Do you need a trust as part of your estate plan?

Many New Yorkers believe they do not need to engage in any estate planning. Are you one of them? Maybe you trust your family members to wrap up the last of your affairs peacefully. Maybe you already set up beneficiaries on the accounts that matter most to you. You may have no dependents and would prefer not to make people feel as though you played favorites with specific items you own. None of this excludes you from the benefits of incorporating a trust into your estate plan.
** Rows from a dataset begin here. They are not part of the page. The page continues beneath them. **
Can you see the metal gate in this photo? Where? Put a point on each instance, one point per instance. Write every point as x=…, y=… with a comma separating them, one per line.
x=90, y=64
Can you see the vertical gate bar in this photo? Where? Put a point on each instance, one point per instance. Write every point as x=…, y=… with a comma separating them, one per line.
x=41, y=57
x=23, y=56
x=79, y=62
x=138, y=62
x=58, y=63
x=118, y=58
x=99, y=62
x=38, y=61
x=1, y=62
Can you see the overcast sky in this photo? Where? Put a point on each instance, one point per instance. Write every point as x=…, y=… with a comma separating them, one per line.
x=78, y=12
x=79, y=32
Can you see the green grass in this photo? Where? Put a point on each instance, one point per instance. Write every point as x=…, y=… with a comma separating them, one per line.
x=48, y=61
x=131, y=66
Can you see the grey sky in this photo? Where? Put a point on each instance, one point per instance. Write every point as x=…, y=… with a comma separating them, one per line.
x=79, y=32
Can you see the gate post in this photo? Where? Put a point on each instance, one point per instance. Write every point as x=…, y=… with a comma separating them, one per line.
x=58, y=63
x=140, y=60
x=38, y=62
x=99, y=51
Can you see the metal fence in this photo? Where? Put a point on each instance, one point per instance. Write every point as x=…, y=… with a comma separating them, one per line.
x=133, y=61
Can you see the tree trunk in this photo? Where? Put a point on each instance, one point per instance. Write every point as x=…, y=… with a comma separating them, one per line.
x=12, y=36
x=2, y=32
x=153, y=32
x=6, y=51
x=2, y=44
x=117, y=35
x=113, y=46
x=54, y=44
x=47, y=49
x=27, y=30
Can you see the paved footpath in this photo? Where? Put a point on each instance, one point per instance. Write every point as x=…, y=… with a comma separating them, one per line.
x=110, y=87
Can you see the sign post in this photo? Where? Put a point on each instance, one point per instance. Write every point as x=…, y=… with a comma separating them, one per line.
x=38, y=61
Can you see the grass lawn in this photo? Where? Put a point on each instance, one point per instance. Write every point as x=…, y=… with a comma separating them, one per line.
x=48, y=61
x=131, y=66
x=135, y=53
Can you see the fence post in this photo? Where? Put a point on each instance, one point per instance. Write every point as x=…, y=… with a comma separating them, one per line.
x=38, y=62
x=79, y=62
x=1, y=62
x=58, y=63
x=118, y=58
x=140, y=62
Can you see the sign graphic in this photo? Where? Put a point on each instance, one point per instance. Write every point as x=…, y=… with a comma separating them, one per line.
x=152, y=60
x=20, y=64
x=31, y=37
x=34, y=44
According to CNBC, if you have a retirement fund, savings account, home or other assets, you need an estate plan.  Baby boomers are currently the wealthiest generation in America, but many of them are retiring, and consequently, passing away. Over the next three to four decades, this will lead to $30 trillion in assets passing to the next generations, presumably Generation X and Generation Y.

Some parents may already plan to leave what they have to their children, but are your kids good with money? Even adults may suffer from serious money management problems. Does your child have a substance abuse problem or shopping addiction? You may want to create a trust to pay their inheritance out to them in smaller installments. This prevents them from spending it all in one go.

Do you have a lot of debt that you may not pay off in time? Without a trust, your creditors could end up taking your children's inheritance. Creditors are not usually allowed to touch trust money, making it the ideal way to protect beneficiaries if you still have a mortgage, business loans or medical bills to pay off. Even your IRA or 401(k) may be transferred to a trust.

Creating a trust can be expensive, so experts recommend reducing costs by incorporating it in the will. Just be sure to update accounts with beneficiaries and the titles on assets. If the titles are not changed, the trust may not govern their distribution.

This article provides general information on using trusts as part of your estate plan. It should not be used or interpreted as legal or financial advice.